Facebook co-founder says the 1 percent should give cash to working people - allenleein
https://www.recode.net/2018/3/14/17117892/chris-hughes-fair-shot-book-guaranteed-income-one-percent-money-ubi-kara-swisher-decode-podcast
======
maxharris
No, they should be left free to do what they want. Because that's the
principle by which people such as Elon Musk have the resources necessary to
revolutionize transportation, internet service (they are working on
geosynchronous satellites that promise to provide fast, affordable internet
access), space travel, etc.

Do I really need to explain how the introduction of things such as the
Hyperloop, electric cars, a global wireless internet service, backing up
humanity on Mars provides a benefit to everyone, including "working people?"

How about the overview effect? By making it much cheaper to access space with
BFR, more people will experience this. And that might reduce the level of
support for war and other calamitous behavior:
[https://en.wikipedia.org/wiki/Overview_effect](https://en.wikipedia.org/wiki/Overview_effect)

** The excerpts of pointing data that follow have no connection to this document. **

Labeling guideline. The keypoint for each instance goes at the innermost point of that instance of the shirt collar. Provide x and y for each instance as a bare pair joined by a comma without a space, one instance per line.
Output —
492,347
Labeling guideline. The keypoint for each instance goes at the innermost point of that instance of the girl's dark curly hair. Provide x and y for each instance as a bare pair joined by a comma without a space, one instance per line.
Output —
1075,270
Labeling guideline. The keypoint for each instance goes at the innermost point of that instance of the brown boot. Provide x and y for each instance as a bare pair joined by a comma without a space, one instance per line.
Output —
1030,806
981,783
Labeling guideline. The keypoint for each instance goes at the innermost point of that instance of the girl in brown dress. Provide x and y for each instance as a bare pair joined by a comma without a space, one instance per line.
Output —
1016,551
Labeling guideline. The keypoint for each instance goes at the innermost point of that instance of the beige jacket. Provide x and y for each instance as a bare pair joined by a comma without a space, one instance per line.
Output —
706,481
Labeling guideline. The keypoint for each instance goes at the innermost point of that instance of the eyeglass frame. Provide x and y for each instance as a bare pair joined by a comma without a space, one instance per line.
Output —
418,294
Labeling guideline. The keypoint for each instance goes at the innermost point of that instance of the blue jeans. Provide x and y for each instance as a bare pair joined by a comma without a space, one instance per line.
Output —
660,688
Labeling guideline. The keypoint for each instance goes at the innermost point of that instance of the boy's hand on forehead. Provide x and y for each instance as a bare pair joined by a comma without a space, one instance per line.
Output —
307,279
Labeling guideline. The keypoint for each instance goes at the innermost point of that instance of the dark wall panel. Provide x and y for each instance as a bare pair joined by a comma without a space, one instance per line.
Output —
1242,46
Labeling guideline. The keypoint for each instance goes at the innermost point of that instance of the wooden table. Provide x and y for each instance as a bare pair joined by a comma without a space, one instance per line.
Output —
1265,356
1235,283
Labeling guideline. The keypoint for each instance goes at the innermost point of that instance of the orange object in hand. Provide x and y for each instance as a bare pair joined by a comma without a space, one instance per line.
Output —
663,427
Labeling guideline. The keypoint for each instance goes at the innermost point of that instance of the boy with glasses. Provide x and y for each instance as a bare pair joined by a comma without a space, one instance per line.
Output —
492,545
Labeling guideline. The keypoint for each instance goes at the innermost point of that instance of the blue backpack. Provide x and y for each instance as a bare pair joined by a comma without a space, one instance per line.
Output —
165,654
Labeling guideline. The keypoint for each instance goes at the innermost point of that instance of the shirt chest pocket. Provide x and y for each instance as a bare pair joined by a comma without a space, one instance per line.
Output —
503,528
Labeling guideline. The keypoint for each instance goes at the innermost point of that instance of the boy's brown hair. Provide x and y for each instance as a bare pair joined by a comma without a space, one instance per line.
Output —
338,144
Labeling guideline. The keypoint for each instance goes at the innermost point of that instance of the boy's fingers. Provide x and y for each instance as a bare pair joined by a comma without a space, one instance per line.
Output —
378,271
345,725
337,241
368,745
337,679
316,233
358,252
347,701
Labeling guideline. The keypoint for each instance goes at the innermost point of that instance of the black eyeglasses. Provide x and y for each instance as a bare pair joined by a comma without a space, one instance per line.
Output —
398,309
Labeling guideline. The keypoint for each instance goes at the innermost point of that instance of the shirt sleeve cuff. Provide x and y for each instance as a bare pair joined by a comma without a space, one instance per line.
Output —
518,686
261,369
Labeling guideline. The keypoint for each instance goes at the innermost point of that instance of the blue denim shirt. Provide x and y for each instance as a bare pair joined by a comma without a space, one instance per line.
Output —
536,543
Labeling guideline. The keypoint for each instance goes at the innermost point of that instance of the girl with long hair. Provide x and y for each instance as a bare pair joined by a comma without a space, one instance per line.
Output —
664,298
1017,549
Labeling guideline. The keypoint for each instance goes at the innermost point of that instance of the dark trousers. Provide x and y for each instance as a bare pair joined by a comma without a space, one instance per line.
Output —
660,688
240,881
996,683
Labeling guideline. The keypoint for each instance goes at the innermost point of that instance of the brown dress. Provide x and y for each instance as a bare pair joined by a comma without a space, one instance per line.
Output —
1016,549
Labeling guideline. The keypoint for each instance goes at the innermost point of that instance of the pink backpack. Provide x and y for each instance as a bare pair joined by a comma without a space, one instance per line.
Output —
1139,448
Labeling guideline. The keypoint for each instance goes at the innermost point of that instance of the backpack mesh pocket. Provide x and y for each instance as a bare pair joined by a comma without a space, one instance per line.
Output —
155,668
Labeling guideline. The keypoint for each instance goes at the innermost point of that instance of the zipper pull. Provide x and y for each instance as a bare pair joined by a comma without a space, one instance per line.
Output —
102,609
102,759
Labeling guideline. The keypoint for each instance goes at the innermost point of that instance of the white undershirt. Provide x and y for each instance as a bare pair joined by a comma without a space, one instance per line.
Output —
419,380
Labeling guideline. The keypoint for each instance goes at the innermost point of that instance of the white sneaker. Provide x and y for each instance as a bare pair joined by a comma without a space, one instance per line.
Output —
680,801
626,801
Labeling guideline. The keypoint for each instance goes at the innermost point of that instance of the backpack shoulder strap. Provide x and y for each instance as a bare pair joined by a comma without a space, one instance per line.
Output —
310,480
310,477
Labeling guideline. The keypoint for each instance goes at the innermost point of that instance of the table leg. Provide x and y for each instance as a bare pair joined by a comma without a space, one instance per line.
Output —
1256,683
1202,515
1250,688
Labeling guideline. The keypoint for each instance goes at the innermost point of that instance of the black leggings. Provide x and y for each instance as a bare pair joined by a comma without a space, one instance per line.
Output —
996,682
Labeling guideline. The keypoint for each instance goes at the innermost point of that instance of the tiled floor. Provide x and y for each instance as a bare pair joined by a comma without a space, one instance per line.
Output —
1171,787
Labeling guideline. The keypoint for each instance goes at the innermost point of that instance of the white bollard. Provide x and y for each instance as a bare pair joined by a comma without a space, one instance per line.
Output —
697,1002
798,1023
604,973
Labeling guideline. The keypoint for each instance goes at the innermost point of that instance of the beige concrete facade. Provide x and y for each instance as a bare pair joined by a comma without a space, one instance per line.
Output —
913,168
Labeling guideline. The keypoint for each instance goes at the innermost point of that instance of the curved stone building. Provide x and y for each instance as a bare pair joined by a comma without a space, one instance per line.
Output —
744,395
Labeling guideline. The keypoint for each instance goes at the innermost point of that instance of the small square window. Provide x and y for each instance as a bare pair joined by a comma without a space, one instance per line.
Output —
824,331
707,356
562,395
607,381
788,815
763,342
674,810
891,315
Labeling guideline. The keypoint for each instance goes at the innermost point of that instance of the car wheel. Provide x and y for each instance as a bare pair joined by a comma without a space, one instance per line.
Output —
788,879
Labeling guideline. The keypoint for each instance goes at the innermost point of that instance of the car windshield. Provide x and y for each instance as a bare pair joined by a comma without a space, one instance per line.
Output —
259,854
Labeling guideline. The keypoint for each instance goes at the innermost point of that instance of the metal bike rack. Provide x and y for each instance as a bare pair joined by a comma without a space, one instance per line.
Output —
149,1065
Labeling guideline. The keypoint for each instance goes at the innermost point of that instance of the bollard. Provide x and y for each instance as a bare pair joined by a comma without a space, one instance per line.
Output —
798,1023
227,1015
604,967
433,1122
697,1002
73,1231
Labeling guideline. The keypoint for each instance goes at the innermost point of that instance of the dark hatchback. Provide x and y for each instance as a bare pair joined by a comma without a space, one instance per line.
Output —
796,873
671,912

And yes, I know people will tell you that all of the above is only affordable
by wealthy people. But that's not how technology works. Early adopters (rich
tech people) pay lots, offsetting R&D costs, and each successive wave of the
technology is cheaper, faster, better. For example, the original iPhone was
expensive. But lots of people have iPhones today, each of which is far more
capable than the original model.